Деньги за мою квартиру платил отец. Кроме того, каждый месяц, с тех пор, как я поступила в институт, переводил мне на карточку определённую сумму. И продолжал помогать деньгами до последнего времени. Моей институтской зарплаты хватило бы ровно на три недели проживания в арендованной квартире, при этом на еду, бензин и прочее уже ничего не оставалось бы. Конечно, деньги у меня пока были, тратила я всегда мало, однако снимать жилье в сложившейся ситуации было непозволительной роскошью.
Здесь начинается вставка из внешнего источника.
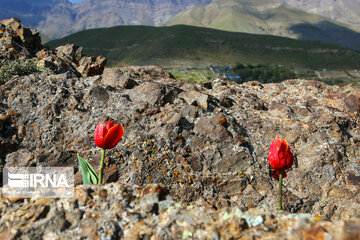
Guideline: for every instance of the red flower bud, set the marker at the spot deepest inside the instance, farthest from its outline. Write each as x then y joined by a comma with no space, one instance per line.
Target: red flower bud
107,137
280,156
275,174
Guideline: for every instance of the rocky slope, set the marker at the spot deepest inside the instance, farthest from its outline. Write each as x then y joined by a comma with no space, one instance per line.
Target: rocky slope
193,160
58,18
346,11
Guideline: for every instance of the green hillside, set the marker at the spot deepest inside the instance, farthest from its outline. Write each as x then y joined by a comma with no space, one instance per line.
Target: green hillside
194,46
268,17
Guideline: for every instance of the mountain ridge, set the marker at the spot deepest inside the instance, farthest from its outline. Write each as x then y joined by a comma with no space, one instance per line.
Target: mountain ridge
268,17
345,11
58,18
194,46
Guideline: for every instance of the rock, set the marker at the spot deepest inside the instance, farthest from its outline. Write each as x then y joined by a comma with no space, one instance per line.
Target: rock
70,51
116,78
194,97
149,92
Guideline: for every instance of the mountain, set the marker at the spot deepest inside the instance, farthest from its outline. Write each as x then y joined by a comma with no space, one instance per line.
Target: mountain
196,46
268,17
31,12
57,18
346,11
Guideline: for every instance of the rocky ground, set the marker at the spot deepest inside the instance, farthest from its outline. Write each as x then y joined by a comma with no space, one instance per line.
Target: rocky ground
193,160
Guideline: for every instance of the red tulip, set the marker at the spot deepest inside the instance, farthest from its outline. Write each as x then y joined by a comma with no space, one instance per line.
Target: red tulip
280,157
107,137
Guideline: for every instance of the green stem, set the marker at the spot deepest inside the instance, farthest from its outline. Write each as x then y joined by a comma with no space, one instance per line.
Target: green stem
280,206
101,165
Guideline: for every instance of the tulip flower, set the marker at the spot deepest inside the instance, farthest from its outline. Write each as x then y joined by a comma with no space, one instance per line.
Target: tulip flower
105,137
109,135
281,159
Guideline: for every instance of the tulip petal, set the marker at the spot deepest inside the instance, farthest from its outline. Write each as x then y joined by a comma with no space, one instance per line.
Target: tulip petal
275,174
99,135
113,136
107,127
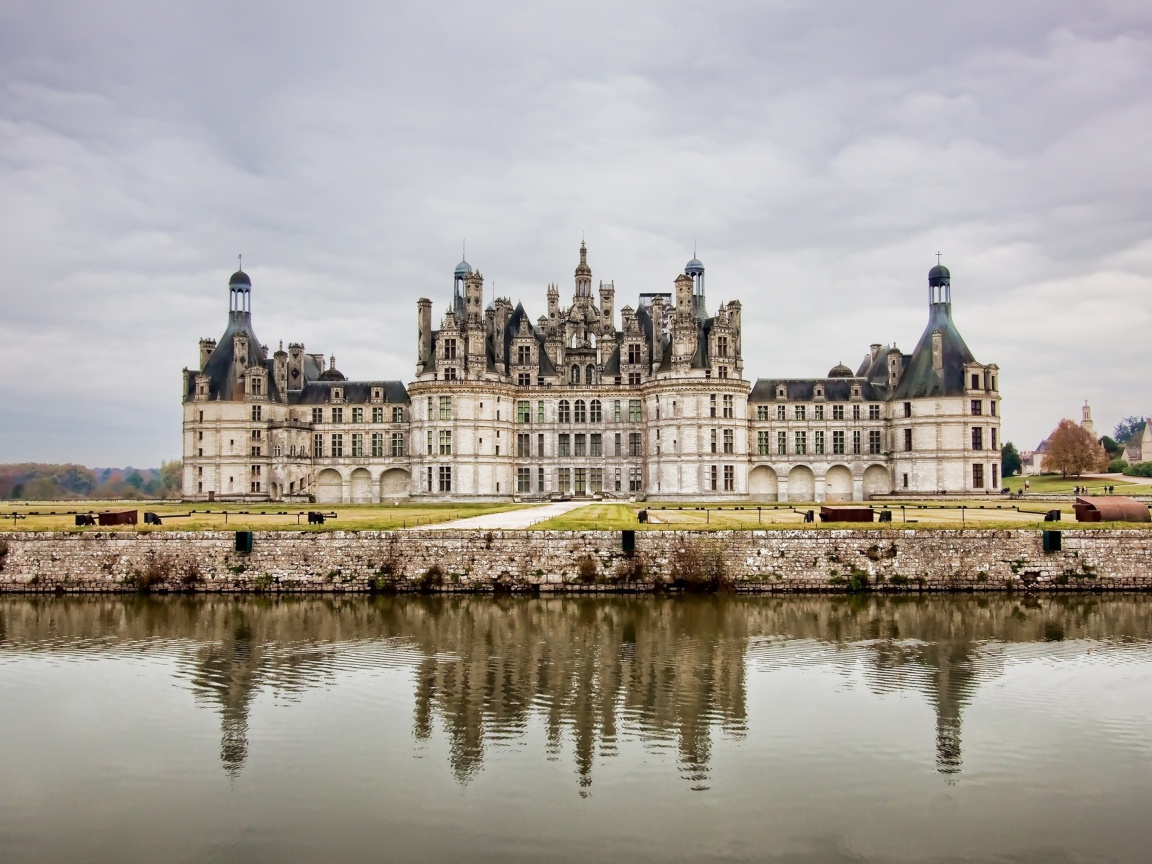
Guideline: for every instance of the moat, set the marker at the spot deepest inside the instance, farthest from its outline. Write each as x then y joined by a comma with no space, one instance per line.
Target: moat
347,728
И, конечно, Азалия не преминула об этом напомнить.

Я разозлилась, но как-то вяло: энергии на сильные эмоции не хватало. Надо было крикнуть: «Не будь тебя, наглая ты стерва, не было бы и ссоры с отцом, и уходить из дому мне бы не понадобилось, и вообще, папа, может, был бы жив!»

Вместо этого я тихо – правда, как мне казалось, с некоторым вызовом пробормотала:

– Конечно, я сюда перееду. Это же и мой дом.